C’est vrai, il était menteur. D’accord, il piquait dans la caisse. Oui, il avait un casier judiciaire. Un million d’euros d’amende en 2007 pour « information inexacte et trompeuse », cinq millions d’amende en 2009 pour délit d’initiés. Il n’empêche, dans le réseau de magasins de cosmétiques Marionnaud, les salariées qui l’ont connu regrettent monsieur Frydman (1931-2015). Il fut doux, le temps où ce patron atypique et paternaliste régna sur la chaîne aux 1 300 points de vente. La bedaine en avant et la cigarette à la main, Marcel, affectueusement surnommé « Papy » en interne, roulait ses actionnaires dans la farine, mais il respectait ses vendeuses. « On était aux 33 heures sur quatre jours, payées 35 heures », soupire Virginie Corre, déléguée CGT et manager du Marionnaud de Maisons-Laffitte.
Spécialisé dans la confection, l’homme d’affaires Marcel Frydman avait racheté un magasin de cosmétiques en 1984 pour occuper sa femme, qui s’ennuyait. Les affaires tournaient tellement bien qu’il en était venu à constituer un réseau de 48 boutiques, avant de racheter ses magasins à son concurrent Bernard Marionnaud (1933-2015) en 1996. L’ensemble dépassait Sephora, groupe LVMH. Deux ans plus tard, leader en France avec 30 % de parts de marché, implanté en Italie, Espagne et Pologne, il introduisait sa société au second marché de la Bourse de Paris. Las, chez Marionnaud, on ne maquillait pas seulement les clientes, mais également les comptes.

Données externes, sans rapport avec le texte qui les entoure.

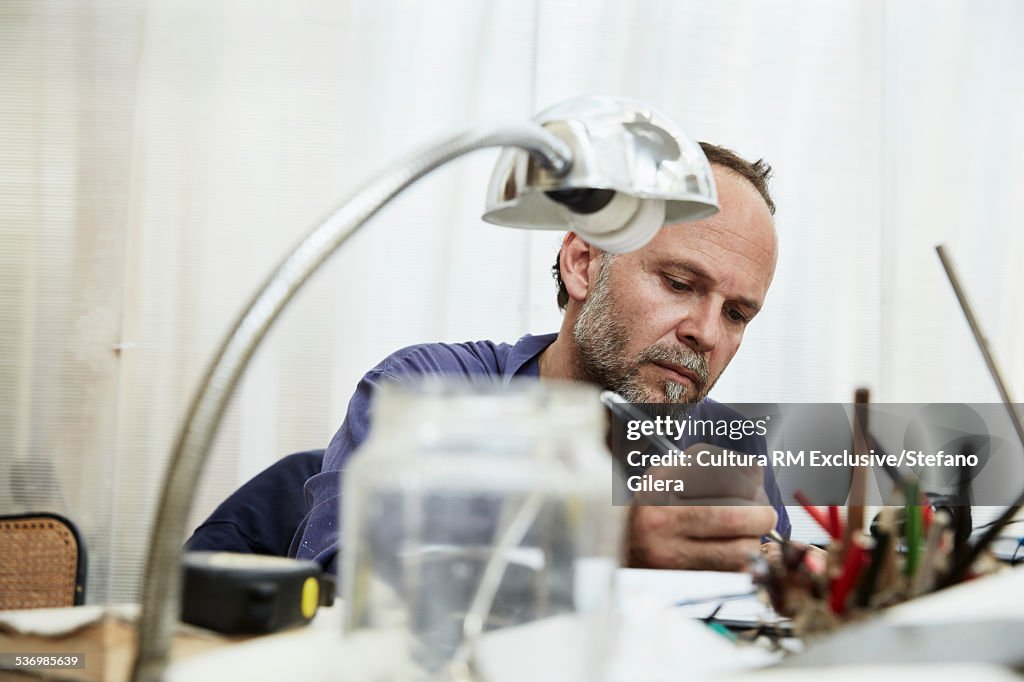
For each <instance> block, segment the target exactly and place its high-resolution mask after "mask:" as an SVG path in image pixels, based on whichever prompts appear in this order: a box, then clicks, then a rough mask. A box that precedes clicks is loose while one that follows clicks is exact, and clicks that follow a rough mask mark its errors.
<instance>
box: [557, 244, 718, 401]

En 2005, les malversations apparaissent au grand jour. Marcel Frydman est contraint de vendre à des Chinois de Hong Kong, AS Watson, filiale de distribution de Hutchison Whampoa. Avec ces gens-là, l’actionnaire peut dormir tranquille. Les salariés, en revanche, ne sont pas à la fête. En 2014, la quasi-totalité du comité exécutif a été remplacée. Les cadres de direction valsent. S’ils veulent parler à la présidente, il faut le faire en anglais. La Singapourienne Eileen Yeo ne parle pas un mot de français et ne manifeste aucune intention de l’apprendre. Quant au petit personnel, il trinque. « La nouvelle mode, c’est les contrats de 24 heures hebdomadaires payées au smic », explique Virginie Corre. Soit 800 euros net par mois. « Impossible de trouver du personnel qualifié pour travailler dans ces conditions. On prend des jeunes sans expérience. Marionnaud veut clairement virer les salariés qui ont de l’ancienneté. »

En décembre 2016, le groupe a annoncé un plan de départ pour les plus de 58 ans. En interne, le soupçon grandit.